J'ai fais mes courses il y a peu de temps et je reste étonné par le nombre de gens achetant des produits bios bien plus chers sans en regarder le prix alors que bien souvent 2 fois plus élevés que le produit de la même marque non bio. Bon par contre les cadis sont quand même bien moins remplis qu'il y a un an c'est quand même assez impressionnant.
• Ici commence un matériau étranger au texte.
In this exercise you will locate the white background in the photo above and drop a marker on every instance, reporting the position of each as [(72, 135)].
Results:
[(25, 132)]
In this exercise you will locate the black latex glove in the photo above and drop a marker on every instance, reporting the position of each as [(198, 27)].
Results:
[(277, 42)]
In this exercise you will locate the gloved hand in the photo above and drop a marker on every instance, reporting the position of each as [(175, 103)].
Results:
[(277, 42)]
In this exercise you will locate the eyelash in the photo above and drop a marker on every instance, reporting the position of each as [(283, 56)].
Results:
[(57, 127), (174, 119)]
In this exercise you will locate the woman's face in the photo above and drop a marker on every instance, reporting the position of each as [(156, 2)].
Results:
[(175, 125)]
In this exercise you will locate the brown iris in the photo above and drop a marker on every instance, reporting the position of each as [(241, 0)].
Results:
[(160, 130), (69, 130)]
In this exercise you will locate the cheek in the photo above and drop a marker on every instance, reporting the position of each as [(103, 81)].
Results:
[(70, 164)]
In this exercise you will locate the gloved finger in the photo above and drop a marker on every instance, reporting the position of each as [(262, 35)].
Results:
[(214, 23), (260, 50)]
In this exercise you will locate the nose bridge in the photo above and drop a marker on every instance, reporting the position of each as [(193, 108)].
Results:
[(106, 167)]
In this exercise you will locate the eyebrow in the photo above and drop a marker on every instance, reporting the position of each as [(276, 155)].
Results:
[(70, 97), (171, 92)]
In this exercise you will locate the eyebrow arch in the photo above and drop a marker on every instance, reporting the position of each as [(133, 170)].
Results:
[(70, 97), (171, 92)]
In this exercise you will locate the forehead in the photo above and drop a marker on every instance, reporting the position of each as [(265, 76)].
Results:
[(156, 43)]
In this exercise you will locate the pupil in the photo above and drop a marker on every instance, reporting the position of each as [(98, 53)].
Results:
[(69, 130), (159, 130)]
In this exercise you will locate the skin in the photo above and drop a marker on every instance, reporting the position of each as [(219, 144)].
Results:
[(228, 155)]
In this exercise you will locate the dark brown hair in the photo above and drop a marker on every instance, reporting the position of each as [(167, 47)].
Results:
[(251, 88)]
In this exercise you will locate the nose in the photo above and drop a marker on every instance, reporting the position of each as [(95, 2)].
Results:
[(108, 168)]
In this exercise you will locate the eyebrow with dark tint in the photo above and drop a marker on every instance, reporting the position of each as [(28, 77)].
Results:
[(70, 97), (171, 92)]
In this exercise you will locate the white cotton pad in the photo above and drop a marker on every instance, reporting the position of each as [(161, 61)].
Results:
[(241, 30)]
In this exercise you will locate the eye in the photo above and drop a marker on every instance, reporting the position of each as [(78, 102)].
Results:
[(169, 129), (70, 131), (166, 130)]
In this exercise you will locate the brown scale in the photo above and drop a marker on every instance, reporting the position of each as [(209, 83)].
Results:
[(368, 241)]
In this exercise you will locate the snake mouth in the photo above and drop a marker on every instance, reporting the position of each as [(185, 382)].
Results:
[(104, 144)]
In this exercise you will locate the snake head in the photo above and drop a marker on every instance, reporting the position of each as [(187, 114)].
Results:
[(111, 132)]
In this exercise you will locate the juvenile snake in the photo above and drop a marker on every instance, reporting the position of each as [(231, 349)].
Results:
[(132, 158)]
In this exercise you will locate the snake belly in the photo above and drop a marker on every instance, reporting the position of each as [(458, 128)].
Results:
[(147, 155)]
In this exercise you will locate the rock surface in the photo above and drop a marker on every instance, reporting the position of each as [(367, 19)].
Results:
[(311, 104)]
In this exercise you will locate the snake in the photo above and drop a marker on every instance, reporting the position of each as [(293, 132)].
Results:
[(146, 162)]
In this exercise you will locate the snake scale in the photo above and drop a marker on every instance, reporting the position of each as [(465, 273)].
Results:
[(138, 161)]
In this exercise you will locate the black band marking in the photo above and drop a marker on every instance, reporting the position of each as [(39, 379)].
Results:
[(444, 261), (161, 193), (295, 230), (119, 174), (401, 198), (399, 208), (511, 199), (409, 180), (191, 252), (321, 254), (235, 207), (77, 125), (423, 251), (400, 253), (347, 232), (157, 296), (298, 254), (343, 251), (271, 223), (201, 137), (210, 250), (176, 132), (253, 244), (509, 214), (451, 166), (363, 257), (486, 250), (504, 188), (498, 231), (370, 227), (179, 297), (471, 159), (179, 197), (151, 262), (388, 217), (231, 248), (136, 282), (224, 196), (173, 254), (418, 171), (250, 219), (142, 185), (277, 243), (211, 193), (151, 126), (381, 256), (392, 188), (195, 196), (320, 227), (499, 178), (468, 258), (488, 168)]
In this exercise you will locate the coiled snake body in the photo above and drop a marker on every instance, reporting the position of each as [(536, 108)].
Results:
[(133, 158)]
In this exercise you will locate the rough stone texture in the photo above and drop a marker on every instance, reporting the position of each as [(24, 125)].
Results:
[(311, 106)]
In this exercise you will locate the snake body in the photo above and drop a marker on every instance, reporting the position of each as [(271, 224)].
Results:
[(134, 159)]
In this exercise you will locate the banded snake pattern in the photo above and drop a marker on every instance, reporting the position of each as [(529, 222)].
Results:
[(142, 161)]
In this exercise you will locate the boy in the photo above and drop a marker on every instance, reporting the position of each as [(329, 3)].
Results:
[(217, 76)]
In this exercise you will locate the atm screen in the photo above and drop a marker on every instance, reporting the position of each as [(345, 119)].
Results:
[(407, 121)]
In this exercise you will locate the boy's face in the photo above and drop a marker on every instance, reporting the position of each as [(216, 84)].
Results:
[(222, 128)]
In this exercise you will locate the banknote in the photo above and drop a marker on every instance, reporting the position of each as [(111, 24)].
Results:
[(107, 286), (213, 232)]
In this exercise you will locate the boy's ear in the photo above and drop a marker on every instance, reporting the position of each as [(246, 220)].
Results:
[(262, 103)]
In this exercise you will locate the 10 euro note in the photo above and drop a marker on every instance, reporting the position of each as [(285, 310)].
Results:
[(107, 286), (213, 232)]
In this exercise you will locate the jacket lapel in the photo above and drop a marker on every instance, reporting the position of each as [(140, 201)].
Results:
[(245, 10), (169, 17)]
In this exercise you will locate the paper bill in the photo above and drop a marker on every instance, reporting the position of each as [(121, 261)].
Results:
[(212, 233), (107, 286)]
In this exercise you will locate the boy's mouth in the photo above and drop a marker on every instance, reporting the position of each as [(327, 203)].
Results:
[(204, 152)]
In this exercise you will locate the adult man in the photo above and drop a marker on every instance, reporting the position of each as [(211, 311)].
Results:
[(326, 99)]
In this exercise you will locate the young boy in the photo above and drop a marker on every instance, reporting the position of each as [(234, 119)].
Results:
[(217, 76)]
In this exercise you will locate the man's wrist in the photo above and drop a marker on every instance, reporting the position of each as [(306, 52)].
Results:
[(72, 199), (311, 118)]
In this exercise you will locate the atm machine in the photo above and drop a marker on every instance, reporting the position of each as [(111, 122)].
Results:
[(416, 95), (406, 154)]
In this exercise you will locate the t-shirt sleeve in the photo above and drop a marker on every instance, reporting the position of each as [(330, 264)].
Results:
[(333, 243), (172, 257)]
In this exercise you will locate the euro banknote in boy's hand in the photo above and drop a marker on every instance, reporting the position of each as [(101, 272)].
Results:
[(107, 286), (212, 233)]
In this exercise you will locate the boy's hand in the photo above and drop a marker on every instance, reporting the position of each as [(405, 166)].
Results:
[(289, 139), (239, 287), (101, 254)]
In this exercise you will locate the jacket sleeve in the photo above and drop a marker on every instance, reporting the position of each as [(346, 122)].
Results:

Réponse de le 26/03/2021 à 15:19 :
On achète des produits bio, pas tellement parce qu'ils sont bio, mais parce qu'ils sont haut de gamme. Par exemple, les fruits bio, sont mûrs, alors que les fruits non bio ne le sont pas. En payant deux fois plus, on s'assure que le producteur aura un budget suffisant, pour faire de la qualité
Réponse de le 29/03/2021 à 10:46 :
Déjà, je ne sais pas pourquoi on "achète" à une époque on n'avait pas besoin de la FNSEA pour se nourrir. Une véritable regression marchande de plus.
a écrit le 26/03/2021 à 13:51 :
Notre concept d'inflation (du panier de la ménagère) est assez douteux. Avez vous remarqué que dans les beurres premiers prix on ne trouve que de l'allégé en matières grasses. Y a un an c'était pas comme ça. Le lapin est une ménagère féroce.